A continuation of the Saturday Symphonies Tradition:

Welcome to another weekend of symphonic listening!

For your listening pleasure this weekend:

Allan Pettersson (1911 - 1980)

Symphony No. 7 

---------------------

Post what recording you are going to listen to giving details of Orchestra / Conductor / Chorus / Soloists etc - Enjoy!


----------



## Mika (Jul 24, 2009)

Realdeadblues is away, so I will post this.

Another weekend is upon us and this time it's a little Swedish music from Allan Pettersson. I haven't heard this one in quite some time so I'm looking forward to giving it a spin.

I hope every one will join in and I wish you all a good weekend

I'll be listening to:








Norrköping Symphony Orchestra, Leif Segerstam


----------



## Bertali (Jul 14, 2017)

I'll try to get time to listen to this one.
I just bought a used copy since its been OOP for a long time.






Swedish Radio Symphony Orchestra, Sergiu Comissiona


----------



## D Smith (Sep 13, 2014)

Ditto the Segerstam recording here.


----------



## Jeff W (Jan 20, 2014)

Mika said:


> I'll be listening to:
> 
> View attachment 95986
> 
> Norrköping Symphony Orchestra, Leif Segerstam


I'll be listening to this one later tonight with the little dude. This one will be a new one for me.


----------



## Art Rock (Nov 28, 2009)

I'll be spinning the CPO album (Philharmonisches Staatsorchester Hamburg, Albrecht).

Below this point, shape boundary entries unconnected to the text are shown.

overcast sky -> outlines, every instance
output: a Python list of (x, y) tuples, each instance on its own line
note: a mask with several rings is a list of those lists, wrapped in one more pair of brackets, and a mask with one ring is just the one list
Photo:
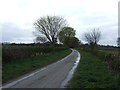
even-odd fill
[(63, 16), (84, 42), (83, 33), (99, 28), (100, 44), (117, 45), (119, 0), (1, 0), (3, 42), (33, 42), (33, 23), (41, 16)]

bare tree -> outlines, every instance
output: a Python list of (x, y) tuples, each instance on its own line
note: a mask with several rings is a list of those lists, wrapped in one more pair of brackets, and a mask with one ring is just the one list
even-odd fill
[(47, 39), (45, 37), (36, 37), (34, 39), (35, 43), (45, 43), (47, 41)]
[(120, 37), (118, 37), (117, 39), (117, 44), (118, 44), (118, 47), (120, 47)]
[(34, 23), (37, 37), (46, 38), (52, 44), (58, 39), (59, 32), (63, 27), (67, 26), (64, 18), (59, 16), (44, 16), (36, 20)]
[(101, 38), (101, 32), (99, 29), (94, 28), (91, 32), (85, 33), (84, 38), (94, 48)]

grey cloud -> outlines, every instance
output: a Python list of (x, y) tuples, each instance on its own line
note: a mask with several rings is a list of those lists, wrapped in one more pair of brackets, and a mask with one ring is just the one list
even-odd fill
[(14, 40), (19, 41), (21, 38), (27, 39), (33, 37), (32, 30), (24, 30), (11, 22), (1, 24), (1, 30), (3, 42), (13, 42)]

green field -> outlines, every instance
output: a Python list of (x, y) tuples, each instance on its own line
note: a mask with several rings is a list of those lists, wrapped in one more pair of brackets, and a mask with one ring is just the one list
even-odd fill
[(65, 49), (26, 59), (12, 60), (9, 63), (5, 62), (2, 67), (2, 81), (5, 83), (8, 80), (14, 79), (35, 69), (47, 66), (48, 64), (67, 56), (70, 52), (70, 49)]
[(70, 88), (120, 88), (120, 78), (108, 64), (90, 52), (78, 49), (80, 63), (69, 84)]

Thanks for stepping in by the way!


----------



## chesapeake bay (Aug 3, 2015)

almost missed this one, and being caught with my symphonic pants down , I'll have to listen to a youtube performance: 
Netherlands Radio Philharmonic Orchestra, Roman Kofman


----------



## SONNET CLV (May 31, 2014)

Found two copies of this one in my collection, an LP and a CD:

















I'll decide which to listen to by doing a coin toss.
Now, if I can only find a coin.

I'd probably be _able_ to find a coin if I _didn't _have multiple copies of music in my collection!


----------



## realdealblues (Mar 3, 2010)

Mika said:


> Realdeadblues is away, so I will post this.
> 
> Another weekend is upon us and this time it's a little Swedish music from Allan Pettersson. I haven't heard this one in quite some time so I'm looking forward to giving it a spin.
> 
> ...


Thank you Mika once again for filling in.

My apologies to everyone for not posting or getting word out that I wouldn't be around. Family matters caught me off guard and I was no where near a computer until today.


----------



## chesapeake bay (Aug 3, 2015)

realdealblues said:


> Thank you Mika once again for filling in.
> 
> My apologies to everyone for not posting or getting word out that I wouldn't be around. Family matters caught me off guard and I was no where near a computer until today.


Hopefully you can get a chance to listen at least, I thought it was a rather good one


----------



## Pugg (Aug 8, 2014)

realdealblues said:


> Thank you Mika once again for filling in.
> 
> My apologies to everyone for not posting or getting word out that I wouldn't be around. Family matters caught me off guard and I was no where near a computer until today.


Wishing you all the best realdealblues.


----------